Semaver: “Her şeyi severek ölecekler.”
“Küçük şeyleri unutamayanlar, en geri hatıraları da unutamayanlardır. Hafızalarının bu bahtsız kuvveti karşısında hiçbir memleket, hiçbir vatan tutamadan her yeri, her şeyi severek öleceklerdir. Ben, artık tenhalaşmış sokaklarda bir memleket havası tutturarak; bu nevi kahveleri keşfetmekte büyük bir maharet kazanmıştım. Bazen susmasını bilen bir arkadaşla, bazen kokulu bir likörü bitirinceye kadar saatler geçerdi.”
Seçme Hikâyeler: “Kimseler âşık değil mi bu şehirde?”
“Soğuktan mı titriyordum, yoksa heyecandan, üzüntüden mi, bilmem. Havuzun suyu bulanık. Kapının saatleri on ikiyi geçmiş. Kanepelerde kimseler yok. Tramvay ne fena gıcırdadı! Tramvaydaki adam bir tanıdık mıydı, acaba? Ne diye öyle dönüp dönüp baktı? Yoksa kimseciklerin oturmadığı kanepelerde bu saatte yalnız pek başıboşlar mı oturur? Kimseler âşık değil mi bu şehirde? Kimseler, bir meydanın kanepesinde kimseyi beklemeyecek mi, yüzünü bir dakika görmek için kimsenin?”
Alemdağ’da Var Bir Yılan: “Tanı, tanı, kendini tanı”

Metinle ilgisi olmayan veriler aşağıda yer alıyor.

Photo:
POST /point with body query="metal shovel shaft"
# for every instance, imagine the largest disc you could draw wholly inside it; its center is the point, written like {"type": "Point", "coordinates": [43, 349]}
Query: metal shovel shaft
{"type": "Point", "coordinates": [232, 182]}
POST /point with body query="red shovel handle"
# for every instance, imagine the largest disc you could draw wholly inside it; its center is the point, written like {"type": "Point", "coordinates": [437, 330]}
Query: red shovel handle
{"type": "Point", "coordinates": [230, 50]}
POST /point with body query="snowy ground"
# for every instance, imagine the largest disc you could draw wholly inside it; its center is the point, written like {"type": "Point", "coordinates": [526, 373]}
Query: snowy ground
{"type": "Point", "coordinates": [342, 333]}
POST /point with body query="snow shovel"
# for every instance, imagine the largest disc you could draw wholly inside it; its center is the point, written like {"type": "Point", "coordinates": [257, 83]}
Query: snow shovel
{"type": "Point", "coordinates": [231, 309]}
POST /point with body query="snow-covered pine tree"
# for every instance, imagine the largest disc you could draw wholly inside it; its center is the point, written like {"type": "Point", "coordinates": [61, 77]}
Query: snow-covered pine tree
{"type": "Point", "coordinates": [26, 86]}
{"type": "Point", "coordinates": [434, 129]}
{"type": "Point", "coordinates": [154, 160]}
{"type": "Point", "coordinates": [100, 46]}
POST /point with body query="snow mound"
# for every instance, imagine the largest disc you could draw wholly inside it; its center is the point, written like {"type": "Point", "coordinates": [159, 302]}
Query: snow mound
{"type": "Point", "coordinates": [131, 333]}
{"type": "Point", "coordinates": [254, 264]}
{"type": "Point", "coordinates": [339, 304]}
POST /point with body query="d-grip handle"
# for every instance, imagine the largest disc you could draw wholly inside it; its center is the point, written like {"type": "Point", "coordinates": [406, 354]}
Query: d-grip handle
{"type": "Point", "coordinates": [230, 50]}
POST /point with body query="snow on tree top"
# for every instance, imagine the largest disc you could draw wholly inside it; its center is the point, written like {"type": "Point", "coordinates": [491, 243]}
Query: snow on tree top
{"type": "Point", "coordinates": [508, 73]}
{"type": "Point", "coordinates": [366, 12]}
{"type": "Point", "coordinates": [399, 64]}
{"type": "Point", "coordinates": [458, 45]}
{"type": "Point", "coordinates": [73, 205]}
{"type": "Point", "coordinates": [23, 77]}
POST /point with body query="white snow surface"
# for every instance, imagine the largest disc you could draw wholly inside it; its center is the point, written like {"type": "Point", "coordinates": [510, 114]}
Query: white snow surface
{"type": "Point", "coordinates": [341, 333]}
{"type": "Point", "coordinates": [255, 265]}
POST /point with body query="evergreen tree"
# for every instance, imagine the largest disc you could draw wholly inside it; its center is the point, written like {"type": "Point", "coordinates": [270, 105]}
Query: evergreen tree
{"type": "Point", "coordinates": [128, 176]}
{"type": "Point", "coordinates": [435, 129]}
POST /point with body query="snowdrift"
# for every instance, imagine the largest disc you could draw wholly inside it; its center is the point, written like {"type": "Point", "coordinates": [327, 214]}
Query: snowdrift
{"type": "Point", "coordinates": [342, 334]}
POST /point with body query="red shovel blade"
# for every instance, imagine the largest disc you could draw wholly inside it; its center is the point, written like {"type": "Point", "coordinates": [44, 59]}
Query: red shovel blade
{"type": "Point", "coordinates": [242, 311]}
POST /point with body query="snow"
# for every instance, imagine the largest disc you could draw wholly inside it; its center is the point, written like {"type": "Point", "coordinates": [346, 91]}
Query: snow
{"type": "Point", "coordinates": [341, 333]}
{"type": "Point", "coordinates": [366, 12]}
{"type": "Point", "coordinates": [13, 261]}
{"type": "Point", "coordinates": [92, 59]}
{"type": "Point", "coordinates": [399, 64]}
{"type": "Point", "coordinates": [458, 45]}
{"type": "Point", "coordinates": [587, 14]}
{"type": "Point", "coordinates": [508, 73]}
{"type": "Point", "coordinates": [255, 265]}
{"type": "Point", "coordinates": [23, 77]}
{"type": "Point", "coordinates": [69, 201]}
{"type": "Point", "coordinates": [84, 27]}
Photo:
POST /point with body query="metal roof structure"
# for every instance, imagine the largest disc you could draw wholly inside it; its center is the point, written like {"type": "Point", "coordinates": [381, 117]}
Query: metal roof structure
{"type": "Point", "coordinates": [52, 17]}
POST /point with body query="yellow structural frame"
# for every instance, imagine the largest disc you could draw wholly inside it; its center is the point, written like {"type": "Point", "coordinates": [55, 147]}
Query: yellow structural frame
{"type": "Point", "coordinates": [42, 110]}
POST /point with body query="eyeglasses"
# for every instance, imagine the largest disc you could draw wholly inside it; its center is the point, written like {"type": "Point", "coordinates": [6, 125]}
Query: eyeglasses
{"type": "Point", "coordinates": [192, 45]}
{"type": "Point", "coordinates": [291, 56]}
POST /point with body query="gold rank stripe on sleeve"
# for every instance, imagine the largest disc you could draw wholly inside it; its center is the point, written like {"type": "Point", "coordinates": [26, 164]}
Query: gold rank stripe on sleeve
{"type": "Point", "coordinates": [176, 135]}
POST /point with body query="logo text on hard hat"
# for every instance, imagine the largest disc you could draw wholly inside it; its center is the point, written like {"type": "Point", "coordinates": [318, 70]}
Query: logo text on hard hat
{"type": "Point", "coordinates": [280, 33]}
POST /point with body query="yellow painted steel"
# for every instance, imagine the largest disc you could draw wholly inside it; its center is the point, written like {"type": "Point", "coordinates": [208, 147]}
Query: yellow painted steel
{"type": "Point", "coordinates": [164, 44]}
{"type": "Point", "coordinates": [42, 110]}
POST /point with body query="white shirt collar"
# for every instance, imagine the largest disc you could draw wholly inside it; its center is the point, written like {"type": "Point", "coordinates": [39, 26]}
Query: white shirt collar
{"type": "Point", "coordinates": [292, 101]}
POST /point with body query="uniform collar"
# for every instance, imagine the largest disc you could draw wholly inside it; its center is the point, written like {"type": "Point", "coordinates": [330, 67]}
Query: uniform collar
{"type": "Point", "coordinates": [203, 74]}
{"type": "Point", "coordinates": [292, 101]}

İşte karşı karşıyasın. Haydi bakalım. Söyle söyleyeceğini. De diyeceğini. Dinler de. Tatlı tatlı dinler de. Sevgiden söz aç. Ne çıkar; o seni anlarsa değil, sen onu anlarsan bir şeyler olacak. İşte karşı karşıyasın. Birdenbire kalkar, dudaklarından öpebilirsin. Gözlerini kapar. Ne güzel gözlerini kapar. Belki de seni görmemek içindir. Sen de kaparsın gözlerini. Belki de onu görmemek içindir. Ne sen onu ne o seni anlıyor. Belki anlamak ikinizin de işine gelmiyor. “Tanı, tanı, kendini tanı.” İşe başla bir kere bu yönden. Sonra onu da anlayacaksın.